Il Mig23 si era schiantato contro un costone di roccia a strapiombo su una pietraia. Per raggiungerlo, il maresciallo camminò per chilometri in mezzo a un bosco. “Da lontano pareva un camion ribaltato, con le ruote in aria. Era grosso e praticamente intatto. Tanto che quando dopo un mese lo portarono via, dovettero spezzare le ali. Altra cosa strana, perché un caccia che va dritto per dritto contro un muro di roccia normalmente finisce in pezzi. Poi vidi dei buchi sulla coda, fori di cannoncino. Tornando in macchina verso il paese, lo dissi al colonnello Somaini. Li ha visti anche lei? Lui girò la testa vago, guardò il cielo e fece: mah, chissà da che parte è arrivato ‘st’aereo… E capii subito che di quella faccenda dei fori era meglio non parlare”.

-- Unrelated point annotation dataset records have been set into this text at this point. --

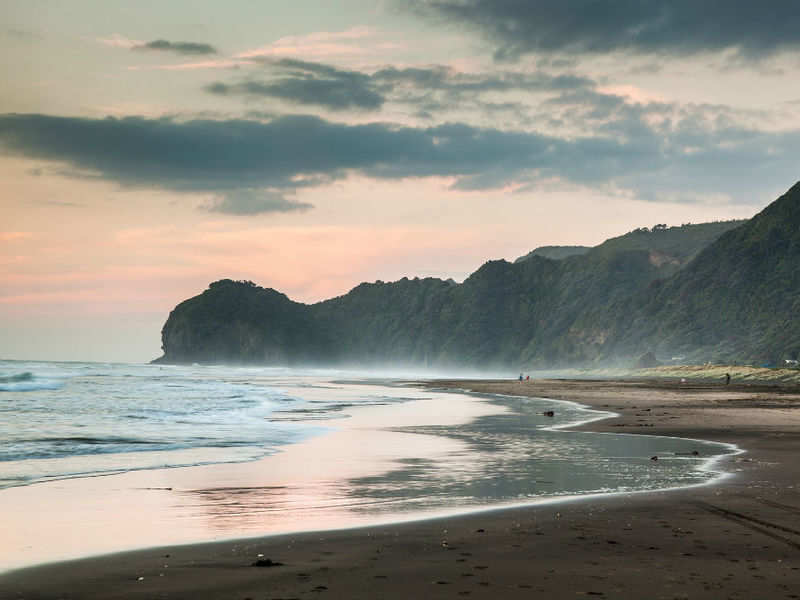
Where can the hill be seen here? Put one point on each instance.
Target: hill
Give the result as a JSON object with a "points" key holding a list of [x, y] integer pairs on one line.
{"points": [[555, 252], [713, 291]]}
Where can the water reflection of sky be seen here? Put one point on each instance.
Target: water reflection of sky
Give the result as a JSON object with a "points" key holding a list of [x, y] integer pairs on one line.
{"points": [[512, 456]]}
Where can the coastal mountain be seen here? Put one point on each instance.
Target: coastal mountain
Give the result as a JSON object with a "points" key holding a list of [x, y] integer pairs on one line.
{"points": [[555, 252], [706, 292]]}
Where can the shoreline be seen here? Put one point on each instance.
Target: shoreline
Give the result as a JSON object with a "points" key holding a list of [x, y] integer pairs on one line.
{"points": [[691, 541]]}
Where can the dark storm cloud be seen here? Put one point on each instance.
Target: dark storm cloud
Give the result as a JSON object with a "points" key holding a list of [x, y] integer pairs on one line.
{"points": [[433, 87], [252, 166], [310, 83], [680, 27], [177, 47]]}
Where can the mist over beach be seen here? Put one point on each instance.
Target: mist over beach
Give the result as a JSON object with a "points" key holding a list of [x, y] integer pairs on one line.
{"points": [[383, 299]]}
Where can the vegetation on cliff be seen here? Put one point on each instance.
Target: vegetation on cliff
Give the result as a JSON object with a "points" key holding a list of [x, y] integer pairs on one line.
{"points": [[714, 291]]}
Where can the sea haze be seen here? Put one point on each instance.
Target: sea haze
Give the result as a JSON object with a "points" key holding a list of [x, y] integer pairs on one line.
{"points": [[61, 420]]}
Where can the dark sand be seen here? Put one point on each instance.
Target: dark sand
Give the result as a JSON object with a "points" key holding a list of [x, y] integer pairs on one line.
{"points": [[739, 538]]}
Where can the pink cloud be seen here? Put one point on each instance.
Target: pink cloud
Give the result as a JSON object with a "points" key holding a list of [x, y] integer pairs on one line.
{"points": [[325, 44], [116, 40], [192, 66], [14, 236]]}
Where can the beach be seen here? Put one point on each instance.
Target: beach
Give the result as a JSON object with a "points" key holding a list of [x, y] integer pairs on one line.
{"points": [[736, 538]]}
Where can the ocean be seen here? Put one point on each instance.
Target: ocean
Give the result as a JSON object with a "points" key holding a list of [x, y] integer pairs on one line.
{"points": [[218, 452]]}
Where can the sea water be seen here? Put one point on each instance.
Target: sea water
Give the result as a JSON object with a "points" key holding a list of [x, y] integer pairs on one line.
{"points": [[171, 454]]}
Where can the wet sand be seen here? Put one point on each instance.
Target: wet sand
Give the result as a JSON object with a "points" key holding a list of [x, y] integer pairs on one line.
{"points": [[739, 538]]}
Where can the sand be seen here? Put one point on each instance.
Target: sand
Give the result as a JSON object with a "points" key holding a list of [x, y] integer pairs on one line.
{"points": [[739, 538]]}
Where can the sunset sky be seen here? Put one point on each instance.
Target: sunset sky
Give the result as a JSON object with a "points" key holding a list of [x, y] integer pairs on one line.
{"points": [[150, 148]]}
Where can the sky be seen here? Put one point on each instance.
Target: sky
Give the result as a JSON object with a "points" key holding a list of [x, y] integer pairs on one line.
{"points": [[150, 148]]}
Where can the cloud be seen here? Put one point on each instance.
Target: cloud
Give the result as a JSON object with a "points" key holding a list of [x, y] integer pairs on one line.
{"points": [[433, 87], [254, 202], [177, 47], [310, 83], [117, 40], [677, 27], [322, 44], [254, 166]]}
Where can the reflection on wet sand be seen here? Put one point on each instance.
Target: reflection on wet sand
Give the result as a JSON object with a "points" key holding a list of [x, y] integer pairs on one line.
{"points": [[510, 455]]}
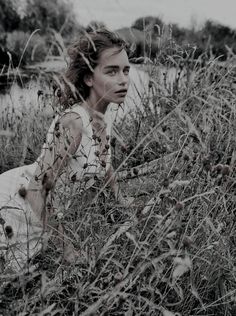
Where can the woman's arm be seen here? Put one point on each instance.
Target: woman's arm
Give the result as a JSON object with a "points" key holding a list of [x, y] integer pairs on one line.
{"points": [[66, 138]]}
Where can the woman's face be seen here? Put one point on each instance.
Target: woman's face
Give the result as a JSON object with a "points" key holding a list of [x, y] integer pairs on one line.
{"points": [[110, 80]]}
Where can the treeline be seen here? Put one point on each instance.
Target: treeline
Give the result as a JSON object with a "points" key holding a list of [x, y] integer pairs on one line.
{"points": [[212, 39], [53, 24], [50, 21]]}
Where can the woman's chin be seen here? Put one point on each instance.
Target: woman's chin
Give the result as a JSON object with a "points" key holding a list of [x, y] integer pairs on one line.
{"points": [[119, 100]]}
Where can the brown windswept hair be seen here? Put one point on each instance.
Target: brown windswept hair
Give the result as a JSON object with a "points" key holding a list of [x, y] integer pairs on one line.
{"points": [[84, 56]]}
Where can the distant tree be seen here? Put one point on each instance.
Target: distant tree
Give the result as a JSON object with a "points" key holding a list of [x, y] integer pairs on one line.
{"points": [[95, 25], [45, 15], [149, 23], [9, 18]]}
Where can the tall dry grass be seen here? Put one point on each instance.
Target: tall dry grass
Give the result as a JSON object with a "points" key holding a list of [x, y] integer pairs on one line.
{"points": [[172, 252]]}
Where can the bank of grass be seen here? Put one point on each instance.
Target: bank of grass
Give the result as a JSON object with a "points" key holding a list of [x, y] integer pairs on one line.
{"points": [[173, 251]]}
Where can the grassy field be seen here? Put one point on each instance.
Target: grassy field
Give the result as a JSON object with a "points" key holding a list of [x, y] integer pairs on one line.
{"points": [[173, 251]]}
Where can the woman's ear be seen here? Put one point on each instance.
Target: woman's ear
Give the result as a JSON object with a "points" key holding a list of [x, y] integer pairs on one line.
{"points": [[88, 80]]}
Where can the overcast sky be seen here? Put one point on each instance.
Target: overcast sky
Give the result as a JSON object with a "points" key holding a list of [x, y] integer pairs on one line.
{"points": [[119, 13]]}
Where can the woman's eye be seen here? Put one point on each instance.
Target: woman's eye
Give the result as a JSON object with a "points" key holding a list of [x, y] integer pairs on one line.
{"points": [[112, 72]]}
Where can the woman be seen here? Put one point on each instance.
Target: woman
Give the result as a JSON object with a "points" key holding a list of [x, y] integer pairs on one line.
{"points": [[76, 150]]}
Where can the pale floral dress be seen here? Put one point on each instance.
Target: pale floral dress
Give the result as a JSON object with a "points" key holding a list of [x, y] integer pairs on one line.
{"points": [[21, 231]]}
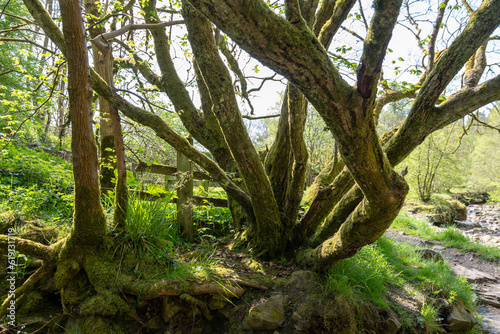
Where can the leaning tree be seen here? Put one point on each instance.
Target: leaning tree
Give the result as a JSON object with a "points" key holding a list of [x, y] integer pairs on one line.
{"points": [[358, 195], [352, 201]]}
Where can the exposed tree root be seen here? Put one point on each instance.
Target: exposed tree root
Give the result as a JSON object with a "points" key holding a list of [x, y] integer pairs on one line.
{"points": [[154, 289], [29, 247], [25, 289]]}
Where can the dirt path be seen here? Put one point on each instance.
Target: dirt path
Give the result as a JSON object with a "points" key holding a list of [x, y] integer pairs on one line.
{"points": [[484, 276]]}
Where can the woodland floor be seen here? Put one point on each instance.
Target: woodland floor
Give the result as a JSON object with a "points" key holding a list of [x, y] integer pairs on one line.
{"points": [[483, 225]]}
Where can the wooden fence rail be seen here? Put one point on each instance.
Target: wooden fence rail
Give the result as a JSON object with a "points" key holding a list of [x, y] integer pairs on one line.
{"points": [[185, 198]]}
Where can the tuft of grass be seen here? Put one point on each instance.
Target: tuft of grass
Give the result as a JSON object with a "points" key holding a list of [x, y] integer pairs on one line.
{"points": [[387, 265], [366, 274], [150, 226], [450, 236]]}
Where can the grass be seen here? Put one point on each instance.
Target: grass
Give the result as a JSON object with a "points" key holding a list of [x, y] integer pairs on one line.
{"points": [[389, 265], [450, 236], [35, 184]]}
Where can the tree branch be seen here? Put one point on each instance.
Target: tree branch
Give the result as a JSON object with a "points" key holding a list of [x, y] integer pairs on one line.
{"points": [[378, 36], [435, 31], [101, 40]]}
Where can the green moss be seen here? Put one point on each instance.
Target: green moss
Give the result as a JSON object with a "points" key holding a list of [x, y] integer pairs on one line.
{"points": [[65, 272], [75, 292], [105, 303], [93, 325], [33, 303], [107, 170], [89, 227]]}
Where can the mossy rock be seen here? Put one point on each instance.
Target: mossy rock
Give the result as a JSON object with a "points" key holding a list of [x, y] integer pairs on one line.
{"points": [[447, 212], [105, 303]]}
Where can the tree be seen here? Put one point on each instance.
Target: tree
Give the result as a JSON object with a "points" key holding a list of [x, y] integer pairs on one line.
{"points": [[366, 195], [356, 196]]}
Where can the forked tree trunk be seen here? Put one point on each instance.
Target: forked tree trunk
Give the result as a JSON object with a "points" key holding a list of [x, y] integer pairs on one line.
{"points": [[89, 223]]}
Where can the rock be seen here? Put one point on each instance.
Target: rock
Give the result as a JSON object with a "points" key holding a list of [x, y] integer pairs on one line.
{"points": [[217, 302], [471, 274], [267, 315], [460, 319], [169, 309], [303, 280], [491, 298], [430, 254], [155, 323], [105, 303], [391, 326]]}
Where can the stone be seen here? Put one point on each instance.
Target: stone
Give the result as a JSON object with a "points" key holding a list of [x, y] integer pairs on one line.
{"points": [[155, 323], [460, 319], [491, 298], [391, 326], [430, 254], [303, 280], [471, 274], [267, 315], [169, 309], [217, 302]]}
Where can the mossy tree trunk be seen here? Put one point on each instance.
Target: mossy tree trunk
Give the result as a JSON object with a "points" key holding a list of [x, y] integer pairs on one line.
{"points": [[360, 193], [89, 224], [112, 148]]}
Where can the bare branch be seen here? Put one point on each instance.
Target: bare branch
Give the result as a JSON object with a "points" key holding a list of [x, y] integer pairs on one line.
{"points": [[101, 40], [259, 117], [25, 40], [435, 31], [378, 36]]}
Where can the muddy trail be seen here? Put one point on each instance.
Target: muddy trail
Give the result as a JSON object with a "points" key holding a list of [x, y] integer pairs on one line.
{"points": [[482, 225]]}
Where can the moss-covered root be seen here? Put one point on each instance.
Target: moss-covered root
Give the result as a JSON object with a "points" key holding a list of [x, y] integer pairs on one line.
{"points": [[24, 289], [93, 325]]}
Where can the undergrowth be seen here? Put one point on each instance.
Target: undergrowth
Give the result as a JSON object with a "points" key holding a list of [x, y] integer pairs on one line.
{"points": [[387, 265], [450, 236], [35, 185]]}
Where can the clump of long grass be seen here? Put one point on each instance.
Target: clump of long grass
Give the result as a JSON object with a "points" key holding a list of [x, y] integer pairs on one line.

Non era un’allucinazione. Anni dopo, il giudice istruttore Rosario Priore riuscì a trovare una serie di testimoni che la sera del 27 giugno 1980 si trovavano in punti diversi della Calabria, lungo una rotta ideale che da Ustica andava su Lamezia e fino a Castelsilano. Esattamente sul punto del ritrovamento del Mig23. Più d’uno raccontò di aver visto due caccia che ne inseguivano un terzo sparando con il cannoncino. Sui rottami i fori erano parecchi, una raffica. Gli abbiamo sparato noi nel poligono della Snia a Colleferro per testare la resistenza della lamiera, dichiarò l’Aeronautica. Che per questa giustificazione meriterebbe un posto nella top ten del ridicolo che affiora a tratti in questa strage. Pari a quella con cui il portavoce dell’Arma azzurra, generale Mangani, cercava di sostenere la tesi del cedimento strutturale: prima di entrare nella flotta Itavia, il DC9 trasportava pesce alle Hawaii, e siccome il pesce sta in mare e nel mare c’è il sale e il sale corrode, per la proprietà transitiva l’aereo era marcio.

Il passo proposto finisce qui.